Die Tage im November haben uns viel Wind und Regen gebracht. Alles Laub ist von den Bäumen gefallen. Doch im Garten halten die Rosensträucher noch ihre bereits verblichenen Blütenblätter fest. Wie lange noch? Es ist ein Festhalten auf Raten. Bis die starken Fröste kommen. Dann wird auch die letzte Erinnerung an die vergangene Pracht dahin sein. Hermann Hesses wunderbare Worte fallen mir da ein, die er mit „Stufen“ überschrieben hat:
Wie jede Blüte welkt und jede Jugend dem Alter weicht, blüht jede Lebensstufe, blüht jede Weisheit auch und jede Tugend zu ihrer Zeit und darf nicht ewig dauern.
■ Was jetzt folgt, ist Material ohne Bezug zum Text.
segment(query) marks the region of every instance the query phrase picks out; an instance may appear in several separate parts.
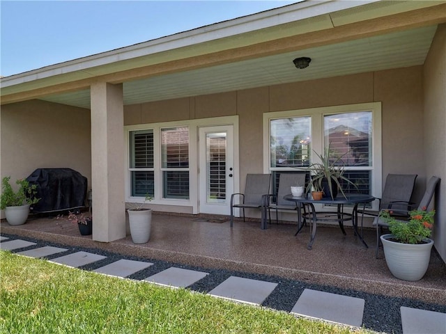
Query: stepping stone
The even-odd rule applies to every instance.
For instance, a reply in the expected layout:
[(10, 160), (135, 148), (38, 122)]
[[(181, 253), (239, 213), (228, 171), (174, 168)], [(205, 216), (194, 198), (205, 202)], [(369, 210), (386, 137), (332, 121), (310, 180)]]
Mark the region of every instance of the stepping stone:
[(30, 249), (24, 252), (17, 253), (20, 255), (29, 256), (31, 257), (45, 257), (45, 256), (52, 255), (58, 253), (66, 252), (68, 249), (60, 248), (59, 247), (52, 247), (51, 246), (45, 246), (40, 248)]
[(112, 276), (126, 277), (129, 275), (145, 269), (153, 264), (151, 262), (143, 262), (142, 261), (133, 261), (131, 260), (118, 260), (113, 263), (110, 263), (100, 268), (93, 270), (93, 271)]
[(364, 299), (305, 289), (291, 313), (360, 327)]
[(446, 313), (401, 306), (403, 334), (445, 334)]
[(52, 260), (51, 262), (65, 264), (68, 267), (77, 268), (78, 267), (84, 266), (89, 263), (95, 262), (107, 257), (106, 256), (98, 255), (87, 252), (77, 252), (68, 255), (61, 256)]
[(10, 241), (2, 241), (0, 243), (0, 248), (3, 250), (13, 250), (14, 249), (23, 248), (29, 246), (36, 245), (35, 242), (26, 241), (20, 239), (11, 240)]
[(243, 303), (260, 305), (277, 286), (277, 283), (270, 282), (231, 276), (209, 292), (209, 294)]
[(186, 287), (208, 275), (208, 273), (172, 267), (144, 280), (172, 287)]

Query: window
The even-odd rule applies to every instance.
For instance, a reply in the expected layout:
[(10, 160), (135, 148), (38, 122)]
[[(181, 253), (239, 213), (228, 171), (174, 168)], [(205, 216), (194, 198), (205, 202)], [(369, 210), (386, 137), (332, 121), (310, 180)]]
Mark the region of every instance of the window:
[(330, 147), (334, 159), (340, 157), (345, 176), (356, 186), (344, 182), (347, 192), (371, 194), (372, 119), (371, 111), (323, 116), (324, 147)]
[(153, 130), (130, 132), (131, 196), (153, 196)]
[(311, 121), (308, 116), (271, 120), (271, 168), (309, 166)]
[(189, 198), (189, 129), (161, 129), (164, 198)]
[[(160, 137), (157, 141), (156, 136)], [(154, 143), (161, 143), (157, 150)], [(155, 128), (129, 132), (129, 171), (133, 197), (188, 199), (189, 129), (187, 127)], [(161, 161), (155, 168), (155, 161)], [(158, 162), (159, 166), (159, 162)], [(157, 183), (156, 180), (161, 182)], [(162, 188), (157, 191), (157, 186)], [(161, 185), (160, 185), (161, 184)]]
[[(266, 113), (264, 172), (305, 170), (330, 145), (334, 157), (346, 164), (345, 175), (357, 187), (346, 192), (381, 193), (380, 102)], [(375, 205), (376, 203), (374, 203)]]

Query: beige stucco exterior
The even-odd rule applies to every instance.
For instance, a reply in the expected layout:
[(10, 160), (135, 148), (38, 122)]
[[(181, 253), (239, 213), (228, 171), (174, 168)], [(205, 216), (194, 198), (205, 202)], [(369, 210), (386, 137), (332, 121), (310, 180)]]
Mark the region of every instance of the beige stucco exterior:
[(1, 175), (70, 168), (91, 182), (90, 111), (30, 100), (1, 106)]
[[(444, 9), (444, 5), (439, 8)], [(153, 64), (139, 67), (127, 68), (130, 63), (127, 61), (117, 65), (116, 72), (108, 64), (89, 72), (91, 77), (79, 70), (24, 82), (17, 85), (19, 88), (11, 85), (1, 102), (0, 175), (26, 177), (38, 168), (79, 171), (93, 189), (93, 214), (101, 218), (95, 225), (93, 239), (109, 241), (125, 236), (125, 126), (236, 116), (240, 166), (236, 188), (243, 191), (247, 173), (264, 172), (265, 113), (377, 102), (382, 104), (381, 184), (388, 173), (417, 174), (413, 196), (417, 202), (429, 177), (435, 175), (446, 180), (445, 23), (438, 26), (424, 65), (132, 104), (124, 103), (123, 82), (434, 24), (444, 22), (444, 17), (441, 11), (429, 8), (395, 15), (390, 20), (383, 15), (295, 35), (290, 29), (280, 37), (280, 29), (274, 29), (278, 37), (271, 35), (263, 42), (256, 40), (261, 34), (254, 34), (255, 38), (247, 34), (246, 40), (254, 38), (252, 45), (234, 38), (233, 46), (225, 40), (219, 46), (222, 49), (207, 49), (207, 45), (213, 47), (220, 42), (217, 38), (203, 43), (202, 48), (184, 47), (185, 59), (178, 47), (179, 51), (172, 51), (171, 59), (162, 61), (155, 55)], [(246, 45), (238, 44), (242, 42)], [(202, 54), (187, 53), (200, 50)], [(138, 61), (142, 64), (144, 59)], [(86, 88), (90, 90), (91, 110), (36, 100)], [(445, 184), (440, 184), (433, 205), (438, 212), (436, 247), (446, 261)], [(163, 207), (159, 203), (154, 207), (192, 212), (190, 207)], [(256, 212), (249, 214), (258, 216)]]
[(446, 24), (439, 26), (423, 71), (426, 174), (440, 177), (436, 193), (433, 240), (446, 262)]

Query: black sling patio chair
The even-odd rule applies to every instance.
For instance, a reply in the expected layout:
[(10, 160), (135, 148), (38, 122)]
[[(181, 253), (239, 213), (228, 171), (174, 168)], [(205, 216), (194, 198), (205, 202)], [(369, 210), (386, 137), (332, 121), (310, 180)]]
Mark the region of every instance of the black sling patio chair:
[(238, 207), (243, 211), (245, 221), (245, 209), (258, 209), (261, 213), (261, 228), (265, 228), (265, 200), (270, 193), (271, 174), (247, 174), (245, 193), (233, 193), (231, 196), (231, 227), (233, 223), (233, 209)]
[(265, 209), (268, 212), (268, 221), (271, 223), (271, 210), (276, 212), (276, 223), (279, 223), (279, 211), (296, 211), (297, 203), (285, 200), (284, 196), (291, 193), (291, 186), (305, 187), (306, 172), (281, 173), (279, 175), (279, 187), (277, 194), (268, 196)]
[(383, 196), (379, 200), (377, 211), (367, 209), (357, 209), (357, 213), (368, 216), (378, 216), (380, 210), (392, 209), (407, 210), (410, 205), (410, 198), (417, 179), (416, 174), (388, 174), (385, 179)]
[[(433, 176), (429, 180), (429, 182), (427, 182), (427, 186), (426, 186), (426, 191), (424, 191), (424, 195), (423, 195), (423, 198), (421, 199), (417, 209), (422, 210), (426, 209), (431, 203), (431, 200), (432, 200), (432, 197), (435, 193), (435, 189), (437, 187), (437, 184), (440, 182), (440, 178), (436, 176)], [(395, 209), (392, 208), (392, 212), (394, 215), (398, 216), (399, 217), (406, 217), (406, 218), (409, 216), (409, 211), (415, 209), (415, 207), (413, 207), (413, 206), (409, 205), (409, 207), (406, 210), (401, 209)], [(401, 221), (404, 221), (406, 219), (401, 219)], [(379, 216), (375, 218), (374, 221), (374, 226), (376, 227), (376, 250), (375, 252), (375, 257), (378, 258), (378, 253), (379, 251), (379, 246), (380, 243), (380, 236), (383, 233), (383, 228), (388, 228), (389, 224), (387, 224), (385, 221), (381, 219)]]

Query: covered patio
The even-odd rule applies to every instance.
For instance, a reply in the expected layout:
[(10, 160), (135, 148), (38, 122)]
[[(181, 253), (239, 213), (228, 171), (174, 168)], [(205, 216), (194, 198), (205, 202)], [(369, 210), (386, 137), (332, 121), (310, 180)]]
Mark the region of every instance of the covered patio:
[[(225, 219), (227, 218), (227, 220)], [(272, 223), (261, 230), (257, 219), (155, 212), (147, 244), (132, 241), (127, 219), (125, 238), (109, 243), (80, 235), (77, 226), (49, 217), (31, 218), (20, 226), (1, 221), (2, 235), (14, 234), (73, 246), (101, 248), (113, 253), (174, 263), (272, 275), (352, 289), (381, 296), (408, 298), (446, 304), (446, 265), (433, 250), (424, 277), (417, 282), (394, 278), (383, 254), (375, 258), (375, 230), (364, 228), (366, 248), (346, 227), (344, 236), (337, 226), (318, 227), (313, 249), (307, 250), (309, 228), (295, 237), (293, 223)]]

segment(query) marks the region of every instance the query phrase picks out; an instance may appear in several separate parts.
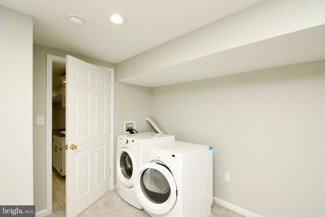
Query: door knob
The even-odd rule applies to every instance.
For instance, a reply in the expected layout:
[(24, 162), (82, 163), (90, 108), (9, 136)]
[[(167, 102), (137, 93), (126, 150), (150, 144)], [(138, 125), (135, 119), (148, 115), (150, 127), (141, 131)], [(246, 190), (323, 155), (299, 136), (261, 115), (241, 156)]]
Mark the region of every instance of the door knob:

Es muss das Herz bei jedem Lebensrufe bereit zum Abschied sein und Neubeginne, um sich in Tapferkeit und ohne Trauern in andere, neue Bindungen zu geben. Und jedem Anfang wohnt ein Zauber inne, der uns beschützt und der uns hilft zu leben.
Ja, dankbar bin ich für dieses Jahr, für das in meinem Leben Erlebte. Festhalten kann ich davon wahrlich nichts. Denke ich an diesen Sommer zurück, tauchen doch ein wenig wehmütig vor meinem inneren Auge die schönen Blüten in meinem Garten auf. Aber ich kann und will auch loslassen, um mich ganz auf das Gegenwärtige und Zukünftige einzulassen. Und ich will glauben: Der Gott meines Lebens hält Neues für mich bereit. Ja, ich will neu vertrauen, will mich IHM anvertrauen. So sehe ich in dem beginnenden Winter nicht nur Kälte, sondern auch die Vorbereitung auf einen neuen Anfang des Wachsens und Blühens im nächsten Frühling. Zu welcher Stufe mich Gott wohl führen will? Ich möchte neu lernen, darauf zu achten.